Linguistic data analysis often requires working with XML files (many language corpora are annotated in various flavors of XML).

Since I’m (obviously) using git (more specifically GitLab) to manage my corpora, the idea of integrating XML linting as part of the CI process is fairly straight forward.

Thankfully, GitLab CI makes this extremely easy.

What do I need?

  • GitLab (Community Edition; a recent version)
  • At least one GitLab Runner (for sake of simplicity I’m running it in Shell executor mode)
  • libxml / xmllint on the runner

Okay, what now?

Create a new .gitlab-ci.yml file in your repository. The simplest possible configuration could look something like this:

xml_test:
    stage: test
    script: "xmllint --noout corpus/*.xml"

This will execute xmllint on all .xml files in /corpus during the testing phase of every CI build.

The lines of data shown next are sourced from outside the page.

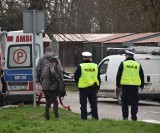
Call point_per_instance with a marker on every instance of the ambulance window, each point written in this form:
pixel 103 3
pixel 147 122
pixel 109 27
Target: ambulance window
pixel 103 67
pixel 19 56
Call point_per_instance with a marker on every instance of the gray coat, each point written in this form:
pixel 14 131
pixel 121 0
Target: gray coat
pixel 41 64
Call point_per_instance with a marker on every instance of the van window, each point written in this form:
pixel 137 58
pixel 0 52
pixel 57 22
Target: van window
pixel 103 67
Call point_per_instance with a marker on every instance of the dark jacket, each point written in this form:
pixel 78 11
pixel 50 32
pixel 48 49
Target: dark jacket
pixel 77 73
pixel 120 70
pixel 49 75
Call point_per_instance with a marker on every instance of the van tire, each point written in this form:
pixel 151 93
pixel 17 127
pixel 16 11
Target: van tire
pixel 119 95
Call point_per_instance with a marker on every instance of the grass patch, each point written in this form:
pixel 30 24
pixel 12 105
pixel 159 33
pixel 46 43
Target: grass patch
pixel 28 119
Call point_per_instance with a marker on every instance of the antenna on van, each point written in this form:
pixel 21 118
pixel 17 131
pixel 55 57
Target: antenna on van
pixel 145 50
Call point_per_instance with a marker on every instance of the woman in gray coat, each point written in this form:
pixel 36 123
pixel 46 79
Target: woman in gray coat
pixel 49 76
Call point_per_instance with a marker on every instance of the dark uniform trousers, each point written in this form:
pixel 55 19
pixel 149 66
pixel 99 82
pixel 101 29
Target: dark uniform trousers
pixel 130 93
pixel 51 97
pixel 91 94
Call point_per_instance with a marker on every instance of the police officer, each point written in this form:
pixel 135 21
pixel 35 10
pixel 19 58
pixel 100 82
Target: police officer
pixel 88 78
pixel 130 77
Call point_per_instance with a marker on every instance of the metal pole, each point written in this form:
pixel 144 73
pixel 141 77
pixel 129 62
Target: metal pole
pixel 33 57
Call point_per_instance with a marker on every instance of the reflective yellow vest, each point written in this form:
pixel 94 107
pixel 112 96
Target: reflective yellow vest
pixel 130 74
pixel 89 73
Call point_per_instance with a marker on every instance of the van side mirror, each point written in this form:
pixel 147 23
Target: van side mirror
pixel 148 78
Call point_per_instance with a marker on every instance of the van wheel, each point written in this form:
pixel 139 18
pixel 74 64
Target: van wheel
pixel 119 95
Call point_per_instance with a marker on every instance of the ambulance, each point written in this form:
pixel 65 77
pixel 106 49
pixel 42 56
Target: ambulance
pixel 150 63
pixel 18 69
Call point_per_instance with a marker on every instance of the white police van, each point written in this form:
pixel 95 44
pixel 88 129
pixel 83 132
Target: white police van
pixel 108 70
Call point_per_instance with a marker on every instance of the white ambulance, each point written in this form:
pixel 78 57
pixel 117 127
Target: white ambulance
pixel 18 70
pixel 150 64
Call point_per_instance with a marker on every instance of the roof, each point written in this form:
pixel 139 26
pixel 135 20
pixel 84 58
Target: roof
pixel 112 37
pixel 78 37
pixel 150 40
pixel 131 37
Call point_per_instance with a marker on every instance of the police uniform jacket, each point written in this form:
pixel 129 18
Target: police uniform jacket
pixel 120 70
pixel 77 74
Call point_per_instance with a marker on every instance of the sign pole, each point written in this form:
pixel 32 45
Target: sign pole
pixel 33 57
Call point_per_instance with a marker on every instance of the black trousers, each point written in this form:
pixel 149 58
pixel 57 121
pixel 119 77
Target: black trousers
pixel 51 97
pixel 91 94
pixel 130 94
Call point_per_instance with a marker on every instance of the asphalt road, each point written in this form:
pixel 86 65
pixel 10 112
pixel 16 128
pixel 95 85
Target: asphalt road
pixel 109 109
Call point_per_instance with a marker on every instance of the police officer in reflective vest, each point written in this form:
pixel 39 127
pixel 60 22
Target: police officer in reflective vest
pixel 88 78
pixel 130 77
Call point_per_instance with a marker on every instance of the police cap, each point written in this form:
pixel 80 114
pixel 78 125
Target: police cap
pixel 86 54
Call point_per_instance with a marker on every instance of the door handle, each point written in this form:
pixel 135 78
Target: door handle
pixel 106 77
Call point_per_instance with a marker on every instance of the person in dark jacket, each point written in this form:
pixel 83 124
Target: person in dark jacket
pixel 42 62
pixel 49 76
pixel 88 78
pixel 130 77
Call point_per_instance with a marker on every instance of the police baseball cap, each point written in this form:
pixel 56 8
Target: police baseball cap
pixel 86 54
pixel 127 52
pixel 53 58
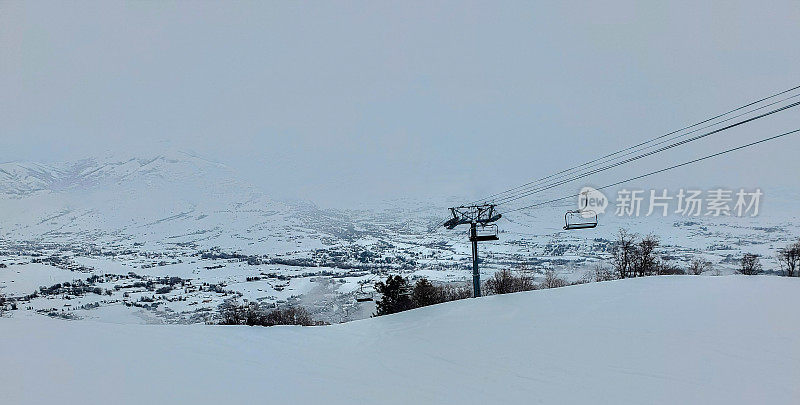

GitLab CI will look at the exit code of whatever has been plugged into script. If the exit code is 1, the build process will be marked as failed. If the exit code is 0, the build will pass.

Example

Let’s say we have missed a closing angle bracket in our XML file. GitLab CI will mark the build as failed:

GitLab CI Example - Failed

More specifically, the runner returns:

<testXML</test>
        ^
corpus/xml-test.xml:1: parser error : Couldn't find end of Start Tag testXML line 1
<testXML</test>
        ^
corpus/xml-test.xml:1: parser error : Extra content at the end of the document
<testXML</test>
        ^
ERROR: Job failed: exit status 1

After fixing the issue, the build will pass as expected: GitLab CI Example - Success

Conclusion

GitLab CI makes it very easy to integrate testing (in this case linting) to the CI process. For this particular case, a pre-commit hook could be the better alternative. However, integrating the linting into the CI process ensures correct XML even when collaborating with people that don’t (can’t) use the hook.